Changes to the Credit for 2011

There are two significant changes to the home improvement tax credit for the 2011 tax year. The first change has to do with the total monetary amount of the credit. In 2010 the credit was given at a rate of 30% on the first $5,000 spent on qualifying materials. The total amount of the credit was capped at $1,500. For 2011 those numbers have been reduced to 10% and a cap of $500. That's quite a significant reduction. In fact, with a maximum credit of $500 many people might consider their home improvements a financial loss and won't spend the money.

The other significant change to the credit involves certain restrictions that apply beginning this year. The first of those restrictions states that the credit can only be applied to improvements on a principal residence you already own. In other words, landlords cannot apply it to rental property, homeowners cannot apply it to newly built homes, and renters cannot apply it even if they pay for home improvements themselves.

The second restriction stipulates that the tax credit cannot be given to you in the form of a refund. The best it can do is reduce your tax liability to zero.
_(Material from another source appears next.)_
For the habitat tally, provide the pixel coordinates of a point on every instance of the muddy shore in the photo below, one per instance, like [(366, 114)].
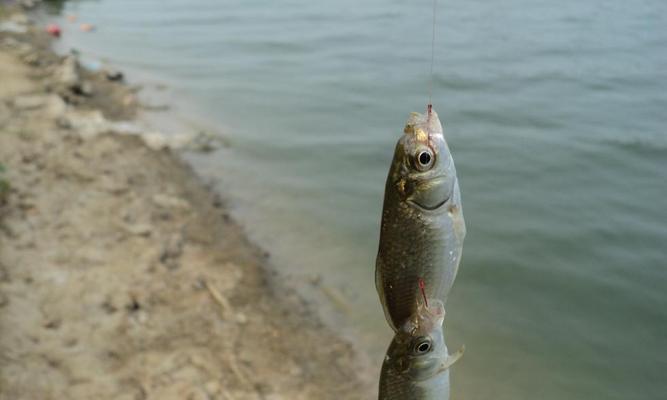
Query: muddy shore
[(122, 276)]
Essentially what that means is that if you receive an income tax refund of any kind that is greater than the credit, you'll actually receive nothing from it. It only works in your favor if you owe taxes.

A Credit is Not Cash in Your Pocket

Tax professionals are quick to point out that many individuals are confused when it comes to tax credits. What people don't realize is that a tax credit is not money returned to you. Rather, it reduces the amount of taxable income you have at the end of the year.

So, for example, if you had $25,000 in taxable income before your 2010 home improvement tax credit, and you claimed the maximum amount of $1,500, your total taxable income would be reduced to $23,500. Unless you have a high amount of itemized deductions, small tax credit is not likely to make a dent in your total tax liability.

Long-term Savings

In defense of the tax credit, proponents remind consumers that even at such a small dollar amount, the benefits of doing energy-efficient home improvements pay off in the long run. Installing an energy-efficient water heater for example, will save you a significant amount of money over the 10-20 year life of the heater. So even if the tax credit doesn't help you up front, you'll ultimately save money. The same can be said for energy-efficient furnaces, windows, appliances, and insulation.